Ecologies of trust and the problem of ethical data

Trust
Photo by Neal Sanche from Flickr.

This past weekend, I saw several thought-provoking presentations at the annual meeting of the Special Interest Group on Design of Communication (SIGDOC). Among talks on how to construct better documentation, approaches to studying expertise and authenticity, and two keynotes covering lessons learned from a lifetime of studying users and what cybersecurity looks like to people outside it, a central theme emerged in my own discussions around the conference in talking with colleagues. One that has, even after coming back home and starting back into work, stayed with me. In a word: trust.

The theme arose in part from a discussion about two different app projects a colleague had seen that both relied heavily on user-reporting. For both, the central feature was that users could report on what they had seen or felt and then some backend would compile all the collective information and show other users the results. Importantly, one dealt with health information and the other with local weather conditions. However, in my own considerations of the projects, the issue was not that users could report on things around them, but that, to work accurately as intended, users needed to be trusted. This became the central sticking point for how to think through the ethical ramifications of the data itself, and something that stayed with me across related conversations.

In my mind, the two interconnected issues became these:

  1. Can you know if any of the data is false?
  2. If you can’t know, does it matter?

Now, obviously, the best-case scenario would be if all data reported by users was accurate all the time. When submitting health information to communicate possible risk, having the best information is ideal and, as obvious, wanted, if possible. However, and this became the first driving question for me, can you actually know that? It is one thing, as I discussed with others, to design for the communication of risk. There is excellent research done – and on-going! – on how to best communicate risk through things like maps and other visual metaphors. Yet, as I sought to invert the premise, I started to question the data itself. What if the data is lying? Or, put more clearly, what if the users who had added the data were lying, even if unintentionally? Can you know that?

There are ways to lower this risk, of course. Controls for voting information or users more trusted than others could be implemented. Key users could be vetted somehow and used as touchstones for if locative data could be trusted or measured against some metric. Data could even be weighed on different spatial levels, not trusting a single user but a group of a certain number per some certain measure of space. The risk can’t be eliminated, but it can be mitigated in part.

Yet, the second question drove me when it came to the more local weather condition app. What if, I proposed, a group of users conspired to compromise the data? Could you know? What if, as a far more likely possibility, the data from certain locations or as passed through a server became corrupted somehow?
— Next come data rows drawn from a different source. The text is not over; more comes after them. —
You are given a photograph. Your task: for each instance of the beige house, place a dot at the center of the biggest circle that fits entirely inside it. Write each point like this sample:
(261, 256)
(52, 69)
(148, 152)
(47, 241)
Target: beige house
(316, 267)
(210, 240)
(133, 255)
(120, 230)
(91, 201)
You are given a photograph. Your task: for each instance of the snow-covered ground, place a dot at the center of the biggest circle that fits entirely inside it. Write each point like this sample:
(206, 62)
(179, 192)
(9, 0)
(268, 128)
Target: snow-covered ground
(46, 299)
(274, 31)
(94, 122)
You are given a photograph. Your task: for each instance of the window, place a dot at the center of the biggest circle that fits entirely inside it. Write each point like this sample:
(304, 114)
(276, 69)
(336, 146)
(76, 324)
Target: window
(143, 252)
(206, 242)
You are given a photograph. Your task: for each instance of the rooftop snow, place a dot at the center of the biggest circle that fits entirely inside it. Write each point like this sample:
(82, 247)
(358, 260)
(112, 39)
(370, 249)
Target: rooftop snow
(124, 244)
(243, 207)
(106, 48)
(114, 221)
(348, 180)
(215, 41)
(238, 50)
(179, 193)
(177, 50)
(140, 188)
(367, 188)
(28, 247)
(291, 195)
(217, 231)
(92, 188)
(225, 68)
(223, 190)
Should you trust it? What if, to make a wilder possibility, all of the data was false? If an entire database is ‘wrong,’ is it really wrong? What percentage of ‘wrong’ can be handled? Or, as I’ve pondered this last issue for the last day or so, does it actually matter?

When it comes to user-reporting data, what exactly is the draw? Users want to trust each other. If the data is wrong, the data is wrong. However, if users are wrong, this becomes a major issue. In a trust community, it is not the information, strictly, that is important. Instead, it is the community, the users. Continuing the thought experiment of users purposely reporting false data, then, it would not matter what was said, but if the relationship did. That is, the binding connections of the network is a measurement of trust between the nodes, the users, and not based solely on the content’s value itself.

In this context, the question of if data was ‘false,’ or if people should even be told if this was the case, rebounded with other questions of expertise and authenticity. What if, as is a common problem in technical communication, some certain of text contains detailed information that needs to be translated for another audience? Where does, in echoing the work of Katz (1992), efficiency and ethical behavior collide here? What is ethical data? And what data sources can be trusted and why? What is the ethos of data, and how does it arise? How do I know I can trust the data from other users, or do I simply trust everything and seek to verify it myself? And when it comes to data needed to plan against risk, where do I put my trust?